Um
hino à caridade conjugal (2)
(Peter Nadas - Eq. 5A)
Na primeira parte destas considerações, tentamos
aprofundar e conhecer melhor o pensamento do Papa Francisco quando ele analisa,
no quarto capítulo da Exortação Apostólica Amoris Laetitia, o Hino à Caridade
do apóstolo Paulo aplicando-o à vida conjugal e familiar.
Continuando essa análise, o Papa para na expressão “[o
amor] não é interesseiro”. Das várias
traduções desse texto, tira-se a conclusão de que no verdadeiro amor, aquele
que ama verdadeiramente não coloca em primeiro lugar aquilo que é seu, aquilo
que é de seu interesse. Pode-se argumentar que essa visão se contrapõe ao
grande mandamento de Deus, amar ao próximo como a si mesmo, onde parece que o
paradigma do amor é o amor a si mesmo. Existem algumas interpretações
psicológicas, segundo as quais, se alguém é incapaz de amar a si mesmo, como
será capaz de amar o outro? Mas segundo santo Tomás de Aquino, é “mais próprio
do amor querer amar do que querer ser amado”. Ele cita o exemplo das mães “que
são as que mais amam, procuram mais amar do que ser amadas”[1].

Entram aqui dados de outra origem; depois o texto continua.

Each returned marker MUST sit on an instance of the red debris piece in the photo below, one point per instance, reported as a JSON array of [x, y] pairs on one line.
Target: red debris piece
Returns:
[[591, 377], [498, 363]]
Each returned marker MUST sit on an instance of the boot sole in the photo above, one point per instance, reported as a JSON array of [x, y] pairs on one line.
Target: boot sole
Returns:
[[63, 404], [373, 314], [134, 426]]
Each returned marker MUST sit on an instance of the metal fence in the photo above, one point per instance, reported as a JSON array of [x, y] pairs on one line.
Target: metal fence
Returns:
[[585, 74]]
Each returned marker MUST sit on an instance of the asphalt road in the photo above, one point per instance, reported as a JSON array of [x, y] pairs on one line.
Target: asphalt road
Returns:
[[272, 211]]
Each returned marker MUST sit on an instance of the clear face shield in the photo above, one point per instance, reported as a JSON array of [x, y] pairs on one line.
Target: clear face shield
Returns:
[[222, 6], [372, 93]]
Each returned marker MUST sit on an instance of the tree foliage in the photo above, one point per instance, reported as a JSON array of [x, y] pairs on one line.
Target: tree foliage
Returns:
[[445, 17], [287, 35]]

A cada momento da vida, somos levados a fazer
escolhas. Desde o momento em que o despertador toca e eu decido levantar ou
continuar a dormir, estou tomando decisões. Na vida conjugal, praticamente
todas as escolhas que fazemos estão ligadas à nossa condição de pessoas
casadas. Em situações idênticas, as decisões de um solteiro poderão ser bem
diferentes de uma pessoa casada. A busca da felicidade do outro poderá ser
determinante da minha própria realização, da minha própria felicidade. De certa
forma, assim, a minha felicidade está “embutida” na felicidade do outro.
Poderei não “gostar” do que estou fazendo – deixando minhas coisas arrumadas ou
cozinhando – mas me sentirei feliz porque sei que o outro ou a outra ficará
mais feliz.
O Papa, levando essas escolhas até as últimas
consequências nos lembra que “o amor maior” pode levar a “dar a vida pelo
outro”. Não se trata tão somente de não ser “interesseiro”, mas de ser capaz de
se desprender daquilo que seria de meu interesse particular. Quantas e quantas
uniões matrimoniais se desfazem, hoje, pela falta deste real desprendimento?

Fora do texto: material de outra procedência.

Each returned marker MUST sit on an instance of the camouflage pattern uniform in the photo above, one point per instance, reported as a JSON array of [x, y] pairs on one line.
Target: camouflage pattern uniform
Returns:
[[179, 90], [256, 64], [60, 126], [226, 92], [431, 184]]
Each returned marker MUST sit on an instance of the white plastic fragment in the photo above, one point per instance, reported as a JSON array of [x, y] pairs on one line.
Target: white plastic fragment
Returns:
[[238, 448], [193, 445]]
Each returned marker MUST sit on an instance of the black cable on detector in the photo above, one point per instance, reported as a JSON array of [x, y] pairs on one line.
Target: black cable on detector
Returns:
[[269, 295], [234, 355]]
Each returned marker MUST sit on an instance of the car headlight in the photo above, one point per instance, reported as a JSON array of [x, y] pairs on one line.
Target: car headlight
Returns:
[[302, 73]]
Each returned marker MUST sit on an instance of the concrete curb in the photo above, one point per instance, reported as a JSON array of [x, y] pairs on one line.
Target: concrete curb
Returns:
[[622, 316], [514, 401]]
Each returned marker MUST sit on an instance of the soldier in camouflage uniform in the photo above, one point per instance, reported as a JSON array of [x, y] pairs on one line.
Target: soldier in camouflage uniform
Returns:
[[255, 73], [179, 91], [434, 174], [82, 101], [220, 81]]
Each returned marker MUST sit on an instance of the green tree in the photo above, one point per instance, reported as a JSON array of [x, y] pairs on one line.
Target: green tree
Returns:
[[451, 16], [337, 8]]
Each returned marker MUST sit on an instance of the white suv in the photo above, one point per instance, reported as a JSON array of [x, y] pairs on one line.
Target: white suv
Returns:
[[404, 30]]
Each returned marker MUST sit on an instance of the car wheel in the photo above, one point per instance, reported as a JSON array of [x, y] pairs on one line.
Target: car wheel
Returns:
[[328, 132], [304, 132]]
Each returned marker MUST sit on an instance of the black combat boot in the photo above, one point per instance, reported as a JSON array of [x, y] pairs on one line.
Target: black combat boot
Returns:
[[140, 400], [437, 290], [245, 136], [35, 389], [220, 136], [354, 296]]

São Paulo continua, dizendo que o amor “não se encoleriza“. Francisco interpreta
essa atitude como sendo a capacidade do amor de não se deixar levar por “uma
violência interna”. E acrescenta: “A indignação é saudável, quando nos leva a
reagir perante uma grave injustiça; mas é prejudicial, quando tende a impregnar
todas as nossas atitudes para com os outros”. São atitudes que provocam uma situação
irrespirável na família. E o Papa, lembrando Efésios 4, 26 – “Não se ponha o
sol sobre vossa ira” – sugere: “Nunca se deve terminar o dia sem fazer as pazes
na família”. E quando São Paulo diz,
ao citar a qualidade seguinte, que o amor “não leva em conta o mal sofrido”,
que, em outras palavras, não fica ressentido, ele está falando do perdão, do
amor que sabe perdoar.
Se agíssemos como Jesus
que, crucificado, compreende a fraqueza alheia e pede: “Pai, perdoa-lhes! Eles
não sabem o que fazem”, o perdão seria o instrumento para fortalecer nosso amor
conjugal. Infelizmente, em muitos lares, os ressentimentos vão crescendo pela
falta desse perdão e “qualquer erro ou queda do cônjuge pode danificar o
vínculo de amor e a estabilidade familiar”.
A verdadeira capacidade
de perdoar começa por saber perdoar-se a si mesmo. E “isto pressupõe a
experiência de ser perdoados por Deus, justificados gratuitamente e não por
nossos méritos”. É a aceitação desse amor incondicional de Deus que nos permite
amar e perdoar sem limites, mesmo que os outros “tenham sido injustos conosco”.
Sem essa condição, a família poderá tornar-se “um espaço de permanente tensão
ou de castigo mútuo”.
Será que em nosso lar, em
nosso casal, conseguimos viver o amor proposto por São Paulo; será que tentamos
compreendê-lo como o Papa nos indica? Será que nossos diálogos conjugais têm a
coragem de enfrentar esse questionamento?
Continuaremos a examinar
o nosso amor conjugal frente ao Hino à Caridade em próximos capítulos.